THE INTERNATIONAL Centre of Insect Physiology and Ecology (Icipe) announced Monday in Kenya it will soon start offering bee health expertise across the globe.
Icipe director general Segenet Kelemu said the research centre has over the past decade been implementing a range of initiatives in bee research, primarily through the establishment of the African Reference Laboratory for Bee Health based in Nairobi.
“With the help of state-of-the-art facility, a partnership with the African Union Inter-African Bureau for Animal Resources (AU-IBAR) provides a platform for monitoring and preventing diseases affecting bees and pests in Africa and the rest of the world,” Dr Kelemu said in a statement.
Dr Kelemu revealed that through the collaboration with the World Organization for Animal Health (OIE), Icipe will extend its services to many of OIE’s 181 member countries to help reinforce knowledge generation, exchange and dissemination towards global sustainability of bees.
Icipe has to date satellite stations in Burkina Faso, Cameroon, Ethiopia and Liberia, and a training site in Madagascar where bee health is given priority as an economic income generating activity for communities.
In Africa, as Icipe has shown over the past several decades, honeybees are extremely critical in improving the lives of millions of people, especially those living in marginalised areas.
Icipe director of research and partnerships Sunday Ekesi told Xinhua in an interview that bees provide a critical, though often unrecognised and undervalued free service, through the pollination of numerous food and non-food crops.
“Bees also pollinate grasses and forage plants, therefore contributing indirectly to meat and milk production besides offering 70 per cent of the production of the world’s major crops,” he added.
LESS VULNERABLE TO BROOD DISEASES
Ekesi said that Icipe is advancing its bee health research activities in addressing the rising threats to bees in Africa resulting from factors such as climate change and habitat loss due to deforestation caused by population pressures, among others.

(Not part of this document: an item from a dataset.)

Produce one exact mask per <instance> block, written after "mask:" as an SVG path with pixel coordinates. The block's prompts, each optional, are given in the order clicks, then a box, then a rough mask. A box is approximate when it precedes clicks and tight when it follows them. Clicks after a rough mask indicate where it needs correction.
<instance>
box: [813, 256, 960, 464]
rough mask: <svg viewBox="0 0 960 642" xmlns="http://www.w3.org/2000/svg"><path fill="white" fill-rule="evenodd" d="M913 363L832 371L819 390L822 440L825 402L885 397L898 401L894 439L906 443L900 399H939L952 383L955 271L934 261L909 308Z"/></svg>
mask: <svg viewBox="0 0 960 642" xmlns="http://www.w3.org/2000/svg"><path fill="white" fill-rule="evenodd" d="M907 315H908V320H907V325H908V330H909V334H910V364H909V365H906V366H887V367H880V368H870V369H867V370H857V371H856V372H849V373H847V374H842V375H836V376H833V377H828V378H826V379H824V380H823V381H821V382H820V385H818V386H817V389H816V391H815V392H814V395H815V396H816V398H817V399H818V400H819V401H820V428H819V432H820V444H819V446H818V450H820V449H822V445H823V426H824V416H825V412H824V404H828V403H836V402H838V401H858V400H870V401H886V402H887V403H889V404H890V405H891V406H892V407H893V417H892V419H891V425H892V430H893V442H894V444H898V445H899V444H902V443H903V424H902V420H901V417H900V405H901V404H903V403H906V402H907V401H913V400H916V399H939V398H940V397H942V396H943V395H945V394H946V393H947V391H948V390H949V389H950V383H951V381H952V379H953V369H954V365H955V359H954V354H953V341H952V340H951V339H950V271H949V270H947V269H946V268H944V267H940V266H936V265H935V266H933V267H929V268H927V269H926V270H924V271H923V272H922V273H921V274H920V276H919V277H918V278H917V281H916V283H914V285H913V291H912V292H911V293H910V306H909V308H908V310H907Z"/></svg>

The centre also aims to complete gaps in knowledge and to rectify the absence of systematic procedures and capacity to monitor, analyse and safeguard bees.
He said that Icipe in collaboration with other collaborators is helping manage the global community’s rising anxieties surrounding bee health against the backdrop of the Colony Collapse Disorder (CCD).

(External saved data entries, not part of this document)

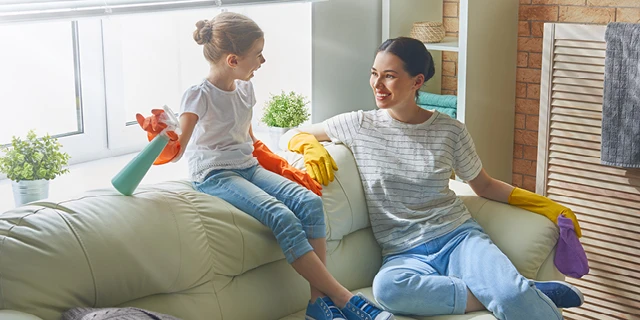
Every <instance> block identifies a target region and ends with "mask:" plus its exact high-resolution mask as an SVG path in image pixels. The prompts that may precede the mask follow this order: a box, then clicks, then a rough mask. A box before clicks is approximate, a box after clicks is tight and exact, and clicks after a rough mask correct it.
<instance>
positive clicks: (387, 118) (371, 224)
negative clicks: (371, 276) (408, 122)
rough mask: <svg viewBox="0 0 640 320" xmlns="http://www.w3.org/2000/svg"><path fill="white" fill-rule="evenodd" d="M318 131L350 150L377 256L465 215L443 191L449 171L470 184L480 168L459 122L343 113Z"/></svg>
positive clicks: (416, 243)
mask: <svg viewBox="0 0 640 320" xmlns="http://www.w3.org/2000/svg"><path fill="white" fill-rule="evenodd" d="M324 127H325V131H326V133H327V135H328V136H329V137H330V138H331V140H332V141H334V142H342V143H344V144H345V145H346V146H348V147H349V149H351V151H352V152H353V155H354V157H355V160H356V163H357V164H358V169H359V171H360V178H361V180H362V185H363V188H364V192H365V198H366V201H367V207H368V209H369V219H370V220H371V226H372V229H373V233H374V235H375V237H376V239H377V241H378V243H379V244H380V246H381V247H382V253H383V254H385V255H387V254H393V253H399V252H403V251H406V250H408V249H411V248H414V247H416V246H418V245H420V244H422V243H425V242H427V241H429V240H432V239H434V238H437V237H439V236H441V235H443V234H446V233H448V232H450V231H452V230H453V229H455V228H456V227H458V226H459V225H461V224H462V223H463V222H464V221H466V220H467V219H469V218H470V217H471V215H470V213H469V211H468V210H467V208H466V207H465V205H464V203H462V200H460V199H459V198H458V197H457V196H456V195H455V193H454V192H453V191H452V190H450V189H449V178H450V177H451V173H452V170H455V172H456V174H457V175H458V176H459V177H460V178H461V179H463V180H472V179H474V178H475V177H476V176H477V175H478V174H479V173H480V171H481V169H482V163H481V162H480V158H479V157H478V155H477V154H476V151H475V146H474V144H473V141H472V140H471V136H470V135H469V132H468V131H467V129H466V127H465V126H464V124H462V123H461V122H459V121H457V120H454V119H451V118H450V117H449V116H447V115H445V114H442V113H439V112H437V111H435V112H434V114H433V115H432V116H431V117H430V118H429V120H427V121H425V122H423V123H420V124H407V123H403V122H400V121H398V120H395V119H393V118H392V117H391V116H390V115H389V113H388V111H387V110H382V109H378V110H373V111H357V112H350V113H344V114H341V115H338V116H335V117H333V118H331V119H328V120H326V121H325V122H324Z"/></svg>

CCD is a phenomenon that has become a serious problem since 2006 and a major threat to commercial beekeeping and pollination operations in Europe and the United States.
It is caused by varroa mites’ diseases, pesticide exposure, stresses associated with modern beekeeping practices and poor nutrition.
“We are offering knowledge on CCD and mapping bee health risk factors, while investigating mitigating strategies in Africa and globally with the help of partners,” Mr Ekesi added.
He said that a survey by scientists at the institution has revealed the presence of Varroa mites in many African countries and also detected a range of agrochemicals, including insecticides, herbicides, fungicides, and acaricides at low levels, hence potential threats for bee colonies in Africa.
Mr Ekesi noted that African honeybees are less vulnerable to brood diseases, parasites such as Varroa mites, and pests like the small hive beetle.